La libreta contenía notas sueltas, algunas en español, otras en inglés, mezcladas con coordenadas geográficas y observaciones sobre formaciones rocosas. Hacia las últimas páginas, el tono cambiaba:
El silencio aquí no es natural, se siente vivo. Hoy escuché pasos. Estoy sola, pero no lo estoy. Si esto llega a alguien, por favor, dile a mi madre que no me rendí. No fue un accidente. Hay algo aquí.
Los peritos forenses confirmaron que la letra coincidía con cartas anteriores de Marta. El análisis de la cámara reveló que el rollo aún podía recuperarse parcialmente. Un laboratorio especializado logró revelar once fotografías: tres de paisajes áridos, dos de formaciones rocosas extrañas, y una, la más impactante, mostraba una figura humana de espaldas, borrosa, entre dos estructuras naturales que formaban un pasaje estrecho. Marta no estaba sola.
Pero lo más desconcertante fue que, pese a una búsqueda adicional con drones, sensores térmicos y georradares, no se halló rastro humano alguno. Solo fragmentos del cuaderno contenían frases inquietantes:
La piedra me habló con un eco que no era mío. No estoy alucinando.
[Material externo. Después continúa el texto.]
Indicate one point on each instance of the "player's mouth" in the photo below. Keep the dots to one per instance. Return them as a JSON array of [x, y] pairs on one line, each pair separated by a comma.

Hay algo más viejo que el lenguaje en este lugar.
La madre de Marta, doña Emilia Ferrer, ahora de 73 años, viajó a México por primera vez desde la desaparición. Frente al lugar del hallazgo, con el pañuelo en las manos, solo dijo:
—Ahora sé que mi hija luchó. No sé contra qué, pero no se rindió.
Las fotografías reveladas mostraban horizontes desolados, arcos y pasajes estrechos, figuras geométricas talladas en piedra y, en la séptima imagen, una silueta de espaldas, distinta a Marta. La novena fotografía mostraba el cielo nocturno con las estrellas ligeramente movidas, como si Marta hubiera intentado una larga exposición, y en la esquina inferior derecha, una figura oscura parecía observar entre las piedras.
Laura Hidalgo, antropóloga visual, experta en documentación de zonas rurales mexicanas, examinó las imágenes y dijo con desconcierto:
—Estas fotos no tienen sentido. Si ella estaba sola, ¿quién la fotografió en la imagen número 12?
En esa fotografía, Marta aparecía de perfil, apuntando la cámara hacia la nada, ajena a la presencia de quien tomó la foto. La investigación se reabrió, pero no se encontraron rastros ni estructuras, solo fragmentos de su cuaderno, con frases que desafiaban la comprensión:
Hay algo más viejo que el lenguaje en este lugar.
Doña Emilia cerró los ojos por varios segundos y murmuró:
—Mi hija no se volvió loca. Ella vio algo, lo registró, y por eso… por eso desapareció, pero no en vano.
El misterio de Marta Ferrer continúa, uniendo curiosidad, valentía y lo inexplicable, dejando a quien lo conoce con la pregunta que nadie se atreve a responder: ¿Qué secretos guarda realmente el desierto de Chihuahua?